Allah verdikçe verdi. Ömründe bir vakit cemaati terk etmeyen Salebe, camiye gitmemeye başladı. Kendisini camide cemaatte göremeyenlere “Allah her tarafı cami emretmiş, evde de namaz var” gibi beynamaz özrü sözlerle avunuyordu. Neticede Medine halkı Salebe’nin davarları yüzünden rahatsız olmaya başladı ve Salebe şehir dışında uzak bir vadide kışlaya göç etti. Haftada bir cumaya geliyordu. Derken Salebe atın, devenin, davarın, sığırın adedini bilmez hale geldi. O kadar meşguldü ki, cumaları da terk etti. Hırs ve tamah içinde dünyayı ona versen doymaz hale geldi. Medine halkının cami güvercini adını verdikleri Salebe camiden, cemaatten hatta ne acıdır ki insanların yüzüne bakmaya dayanamadıkları R.SAV.in ziyaretlerini bile terk etti. Malı mülkü Salebe’yi bu hale getirdi.
Sonra, R.SAV. bir gün cemaate sordu; “Cami güvercini Salebe camimize uğramaz oldu”, deyince, sahabiler; Salebe’nin koyunları vadilere sığmıyor. Çok uzaklara çekildi. Vadileri dolduran davarları ile meşgul, dediler. Bunun üzerine, Allah’ın kutlu resulü Hz. Muhammed SAV. “Yazık sana Salebe, çok yazık Salebe” diye üzüntüsünü dile getirdi.

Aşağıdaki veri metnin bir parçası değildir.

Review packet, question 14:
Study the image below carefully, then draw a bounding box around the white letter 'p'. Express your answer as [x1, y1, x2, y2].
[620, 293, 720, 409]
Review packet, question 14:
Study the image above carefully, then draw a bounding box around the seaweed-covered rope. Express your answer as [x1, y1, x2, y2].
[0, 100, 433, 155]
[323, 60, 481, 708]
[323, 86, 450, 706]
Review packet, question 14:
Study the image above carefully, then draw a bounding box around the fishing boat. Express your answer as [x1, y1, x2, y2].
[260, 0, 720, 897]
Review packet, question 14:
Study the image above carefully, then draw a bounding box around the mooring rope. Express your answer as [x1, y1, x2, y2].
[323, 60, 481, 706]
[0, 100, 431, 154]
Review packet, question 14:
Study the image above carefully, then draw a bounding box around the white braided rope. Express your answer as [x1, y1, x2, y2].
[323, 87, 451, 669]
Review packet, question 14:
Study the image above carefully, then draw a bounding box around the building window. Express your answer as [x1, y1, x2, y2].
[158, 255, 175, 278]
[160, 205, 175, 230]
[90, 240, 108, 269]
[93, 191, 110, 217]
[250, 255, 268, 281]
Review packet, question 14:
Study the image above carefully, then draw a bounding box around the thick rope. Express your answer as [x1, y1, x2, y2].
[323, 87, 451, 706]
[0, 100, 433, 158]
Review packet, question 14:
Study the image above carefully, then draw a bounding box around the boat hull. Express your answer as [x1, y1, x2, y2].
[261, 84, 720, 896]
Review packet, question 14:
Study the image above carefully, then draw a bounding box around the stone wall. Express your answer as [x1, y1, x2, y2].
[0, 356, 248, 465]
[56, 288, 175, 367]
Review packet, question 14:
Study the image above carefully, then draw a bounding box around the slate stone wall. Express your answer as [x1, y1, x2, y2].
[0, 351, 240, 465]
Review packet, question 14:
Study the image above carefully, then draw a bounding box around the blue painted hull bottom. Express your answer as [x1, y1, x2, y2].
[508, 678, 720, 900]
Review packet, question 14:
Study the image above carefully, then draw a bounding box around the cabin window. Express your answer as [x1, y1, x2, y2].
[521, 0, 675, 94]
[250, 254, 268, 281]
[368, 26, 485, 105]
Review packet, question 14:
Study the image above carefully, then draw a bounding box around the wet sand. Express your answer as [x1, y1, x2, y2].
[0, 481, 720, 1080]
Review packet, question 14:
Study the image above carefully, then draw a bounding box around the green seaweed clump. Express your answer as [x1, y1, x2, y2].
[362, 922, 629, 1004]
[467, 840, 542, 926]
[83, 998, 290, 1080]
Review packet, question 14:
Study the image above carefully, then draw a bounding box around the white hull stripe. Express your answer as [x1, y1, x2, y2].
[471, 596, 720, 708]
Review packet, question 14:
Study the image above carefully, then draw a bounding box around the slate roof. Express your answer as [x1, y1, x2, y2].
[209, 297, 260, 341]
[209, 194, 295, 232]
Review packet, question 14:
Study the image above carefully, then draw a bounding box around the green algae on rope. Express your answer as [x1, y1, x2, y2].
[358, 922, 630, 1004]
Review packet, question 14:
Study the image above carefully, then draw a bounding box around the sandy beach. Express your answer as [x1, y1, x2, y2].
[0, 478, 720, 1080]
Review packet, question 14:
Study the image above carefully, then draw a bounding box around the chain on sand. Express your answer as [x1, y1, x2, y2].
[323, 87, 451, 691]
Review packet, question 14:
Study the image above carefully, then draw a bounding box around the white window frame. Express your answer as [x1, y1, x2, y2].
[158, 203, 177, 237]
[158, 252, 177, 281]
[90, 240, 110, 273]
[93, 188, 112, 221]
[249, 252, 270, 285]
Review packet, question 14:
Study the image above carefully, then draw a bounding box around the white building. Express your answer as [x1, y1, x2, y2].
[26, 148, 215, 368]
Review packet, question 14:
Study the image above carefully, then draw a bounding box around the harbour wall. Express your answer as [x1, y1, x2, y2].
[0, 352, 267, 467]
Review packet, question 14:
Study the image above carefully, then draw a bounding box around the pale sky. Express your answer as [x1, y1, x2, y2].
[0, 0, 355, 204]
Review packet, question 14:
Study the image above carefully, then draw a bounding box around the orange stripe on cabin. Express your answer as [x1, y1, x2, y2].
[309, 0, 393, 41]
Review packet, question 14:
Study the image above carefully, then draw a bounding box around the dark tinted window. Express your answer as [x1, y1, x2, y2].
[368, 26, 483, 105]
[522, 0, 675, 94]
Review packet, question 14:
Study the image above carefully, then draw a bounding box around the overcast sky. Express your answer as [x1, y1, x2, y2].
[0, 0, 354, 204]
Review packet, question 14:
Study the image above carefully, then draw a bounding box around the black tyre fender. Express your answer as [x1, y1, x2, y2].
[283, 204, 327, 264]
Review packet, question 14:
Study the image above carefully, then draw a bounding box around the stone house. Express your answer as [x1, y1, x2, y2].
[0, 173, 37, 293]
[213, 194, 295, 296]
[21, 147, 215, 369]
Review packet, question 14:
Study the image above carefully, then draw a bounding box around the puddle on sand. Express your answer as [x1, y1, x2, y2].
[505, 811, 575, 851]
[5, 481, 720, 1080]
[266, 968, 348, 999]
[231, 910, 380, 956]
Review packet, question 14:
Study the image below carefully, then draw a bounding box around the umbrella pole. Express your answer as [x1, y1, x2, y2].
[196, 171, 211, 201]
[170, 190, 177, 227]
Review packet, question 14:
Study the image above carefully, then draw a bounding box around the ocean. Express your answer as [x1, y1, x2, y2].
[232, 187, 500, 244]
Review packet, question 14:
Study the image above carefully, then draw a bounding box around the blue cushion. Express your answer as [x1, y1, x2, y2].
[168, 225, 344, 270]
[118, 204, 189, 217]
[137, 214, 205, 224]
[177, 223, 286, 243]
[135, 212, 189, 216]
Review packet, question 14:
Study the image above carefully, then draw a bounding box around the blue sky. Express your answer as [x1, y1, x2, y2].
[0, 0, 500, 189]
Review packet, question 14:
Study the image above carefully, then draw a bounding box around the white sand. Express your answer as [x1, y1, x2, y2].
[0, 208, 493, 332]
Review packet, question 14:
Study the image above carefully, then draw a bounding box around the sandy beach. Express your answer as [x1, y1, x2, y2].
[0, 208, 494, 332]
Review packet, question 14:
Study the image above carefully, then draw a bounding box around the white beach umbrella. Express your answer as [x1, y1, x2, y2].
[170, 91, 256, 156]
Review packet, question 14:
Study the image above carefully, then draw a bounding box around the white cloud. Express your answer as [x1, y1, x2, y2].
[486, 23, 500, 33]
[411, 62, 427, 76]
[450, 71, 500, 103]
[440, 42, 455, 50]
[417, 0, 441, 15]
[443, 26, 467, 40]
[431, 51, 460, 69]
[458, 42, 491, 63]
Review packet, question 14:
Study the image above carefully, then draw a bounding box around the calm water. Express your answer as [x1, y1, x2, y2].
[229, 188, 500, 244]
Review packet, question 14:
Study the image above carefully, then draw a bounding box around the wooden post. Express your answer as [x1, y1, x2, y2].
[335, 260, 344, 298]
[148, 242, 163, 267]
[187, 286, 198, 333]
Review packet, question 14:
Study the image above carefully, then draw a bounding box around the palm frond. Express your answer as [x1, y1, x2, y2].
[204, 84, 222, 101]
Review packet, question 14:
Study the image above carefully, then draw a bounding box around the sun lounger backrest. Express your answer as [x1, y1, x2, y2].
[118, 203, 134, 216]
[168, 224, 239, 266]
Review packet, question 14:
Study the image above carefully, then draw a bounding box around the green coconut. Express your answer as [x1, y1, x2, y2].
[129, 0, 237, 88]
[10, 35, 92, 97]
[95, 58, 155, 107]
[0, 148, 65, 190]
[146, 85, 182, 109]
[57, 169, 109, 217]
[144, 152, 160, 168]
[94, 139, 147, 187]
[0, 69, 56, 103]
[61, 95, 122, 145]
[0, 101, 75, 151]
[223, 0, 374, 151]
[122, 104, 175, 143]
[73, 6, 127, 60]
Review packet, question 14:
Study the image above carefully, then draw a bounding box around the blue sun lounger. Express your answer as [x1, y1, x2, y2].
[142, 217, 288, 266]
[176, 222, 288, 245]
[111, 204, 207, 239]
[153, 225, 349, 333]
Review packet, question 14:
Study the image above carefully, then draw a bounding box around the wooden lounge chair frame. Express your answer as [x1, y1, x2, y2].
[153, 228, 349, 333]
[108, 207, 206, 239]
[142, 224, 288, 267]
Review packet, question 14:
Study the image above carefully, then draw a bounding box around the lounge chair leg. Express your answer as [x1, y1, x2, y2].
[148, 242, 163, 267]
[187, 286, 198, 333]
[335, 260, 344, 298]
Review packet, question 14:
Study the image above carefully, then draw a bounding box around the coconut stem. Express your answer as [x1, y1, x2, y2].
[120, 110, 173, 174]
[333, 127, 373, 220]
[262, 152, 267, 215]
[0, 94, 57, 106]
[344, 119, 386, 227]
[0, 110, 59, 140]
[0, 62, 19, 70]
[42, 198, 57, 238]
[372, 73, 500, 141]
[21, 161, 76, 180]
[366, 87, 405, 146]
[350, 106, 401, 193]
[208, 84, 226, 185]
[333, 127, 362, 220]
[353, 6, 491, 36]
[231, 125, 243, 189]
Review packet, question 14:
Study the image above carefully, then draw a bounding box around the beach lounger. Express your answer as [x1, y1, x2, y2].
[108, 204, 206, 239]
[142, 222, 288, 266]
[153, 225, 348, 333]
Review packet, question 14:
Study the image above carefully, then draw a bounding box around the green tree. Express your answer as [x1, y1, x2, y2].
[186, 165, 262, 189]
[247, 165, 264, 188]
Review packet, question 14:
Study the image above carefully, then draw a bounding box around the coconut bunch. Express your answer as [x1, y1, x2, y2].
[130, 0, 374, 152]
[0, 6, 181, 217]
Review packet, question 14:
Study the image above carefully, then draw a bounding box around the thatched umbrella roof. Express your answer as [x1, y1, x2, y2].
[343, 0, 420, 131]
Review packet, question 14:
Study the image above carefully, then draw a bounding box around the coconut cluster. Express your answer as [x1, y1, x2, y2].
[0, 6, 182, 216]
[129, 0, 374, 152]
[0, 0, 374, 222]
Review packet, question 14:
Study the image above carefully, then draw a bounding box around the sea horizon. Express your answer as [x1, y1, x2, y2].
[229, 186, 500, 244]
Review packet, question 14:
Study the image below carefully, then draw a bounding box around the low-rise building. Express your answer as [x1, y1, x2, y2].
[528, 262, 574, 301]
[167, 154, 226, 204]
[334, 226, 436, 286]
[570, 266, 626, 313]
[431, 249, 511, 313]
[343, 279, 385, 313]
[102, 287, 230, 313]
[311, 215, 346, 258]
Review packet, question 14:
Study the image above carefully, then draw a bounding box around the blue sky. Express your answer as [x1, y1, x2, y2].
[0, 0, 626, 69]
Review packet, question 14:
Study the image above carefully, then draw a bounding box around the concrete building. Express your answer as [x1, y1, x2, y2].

Daha sonra müfessirlerin bildirdiğine göre, Cenab-ı Hak, zekatla ilgili olan Tevbe suresinin 103-104-105. ayetleri nazil oldu ki; “Ey habibim, müminlerin mallarından bir miktar zekat al ki, böylece bununla onları günahlardan temizlersin. Onları arıtıp yüceltirsin ve onlar için dua et. Senin duan onları sükunete erdirir. Allah işiten ve bilendir” ayeti nazil olunca, İslam’ın beş şartından birisi olan zekat farz kılındı.
bu ayeti bütün müminlere duyurdu ve zekatları toplamak üzere zekat memurları tayin etti. Zekat memurları ellerinde kayıt imkanları ile halktan zekat topluyorlar, kayıt yapıp R.SAV.in huzurunda Beytül Mal, devlet hazinesine yatırıyorlar. Bu zekat memurları bu arada zenginliği dillere destan olan Salebe’ye de uğrayıp Allah’ın emrini R.SAV.in kırkta bir olan zekat emrini Salebe’ye iletiyorlar. Salebe, zçekatını bir hesaplıyor, sadece zekatı sürü halini alıyor. Salebe eski halini verdiği sözü R.SAV.in duasını sanki unutmuş gibi zekat memurlarına hitaben, “Bu sizin yaptığınız bir nevi haraç” deyiveriyor.